During these years I was trying to establish my career and make some progress in my work and my earnings. It seemed like there was slow progress at first. The first year has only a half year of working. In my first three years I earned less than 1% of my career earnings in each year and less than 2% in total. Then my earnings rose from this low base by over 20% in each of the next three years as my qualifications, experience and responsibilities increased. After six years I had more than doubled my earnings and was hopeful of continued progression. Earning close to average earnings in my first job but being able to double that in my twenties gave me a good opportunity to save and invest more. I had only 5.88% of my total career work earnings after-tax at this point.

Conclusion

I think now that those first six years taken to get to the first 1% laid the foundations for what was to follow. I had enjoyed rising earnings and had maintained cautious spending habits. I had no consumer debt, a reasonable level of mortgage debt, and was building up equity in my flat. Property price gains over five years at that time would have given me a 50% stake in my flat (although that was about to change for the worse). I was building up my investments in unit trusts and also held some of the privatisation share issues. I felt that as my income rose, I would spend more, but I would also be able to save and invest more. I was shortly to begin to think of having enough investments and savings to be able to live for a year without earning or to pay off a part of the mortgage. I wasn’t anywhere near thinking about financial independence or retiring early. I was still in my twenties and those ideas were unknown to me back then.
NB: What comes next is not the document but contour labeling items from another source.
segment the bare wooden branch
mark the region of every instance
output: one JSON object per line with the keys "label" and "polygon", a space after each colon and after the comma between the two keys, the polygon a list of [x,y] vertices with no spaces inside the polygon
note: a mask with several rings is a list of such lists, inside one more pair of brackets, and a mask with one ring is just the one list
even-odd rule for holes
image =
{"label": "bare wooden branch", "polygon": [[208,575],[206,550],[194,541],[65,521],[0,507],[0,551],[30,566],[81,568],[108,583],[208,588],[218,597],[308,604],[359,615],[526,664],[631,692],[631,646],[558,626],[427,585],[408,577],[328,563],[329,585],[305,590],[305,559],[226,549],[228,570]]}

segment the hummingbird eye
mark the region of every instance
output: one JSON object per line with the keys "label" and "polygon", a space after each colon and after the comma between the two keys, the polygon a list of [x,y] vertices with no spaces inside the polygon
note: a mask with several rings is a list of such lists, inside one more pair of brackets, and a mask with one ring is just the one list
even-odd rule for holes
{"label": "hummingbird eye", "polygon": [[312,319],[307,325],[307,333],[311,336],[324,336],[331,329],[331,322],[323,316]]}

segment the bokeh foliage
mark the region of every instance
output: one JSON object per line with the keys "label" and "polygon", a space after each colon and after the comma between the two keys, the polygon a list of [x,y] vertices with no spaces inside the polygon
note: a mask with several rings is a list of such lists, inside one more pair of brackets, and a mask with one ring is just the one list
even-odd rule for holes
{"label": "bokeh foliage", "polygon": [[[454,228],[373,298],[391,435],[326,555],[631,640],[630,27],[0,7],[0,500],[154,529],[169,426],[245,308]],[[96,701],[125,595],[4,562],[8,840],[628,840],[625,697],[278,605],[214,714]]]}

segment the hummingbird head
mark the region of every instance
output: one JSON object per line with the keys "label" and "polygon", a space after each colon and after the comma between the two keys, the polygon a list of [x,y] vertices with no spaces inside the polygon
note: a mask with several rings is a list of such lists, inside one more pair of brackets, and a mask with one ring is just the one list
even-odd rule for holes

I like to think that my story is relevant to others. If you have only a small amount in your portfolio, that could still be a good starting point, if it can be a foundation that you can build on, especially if you have time and future prospects on your side. If your earnings rise more than your spending does and you invest your savings in equities, accepting the risks, then your portfolio can begin to enjoy compound growth. You may also have built up a foundation of habits connected to earning, spending, saving and investing that will equip you well for the journey ahead.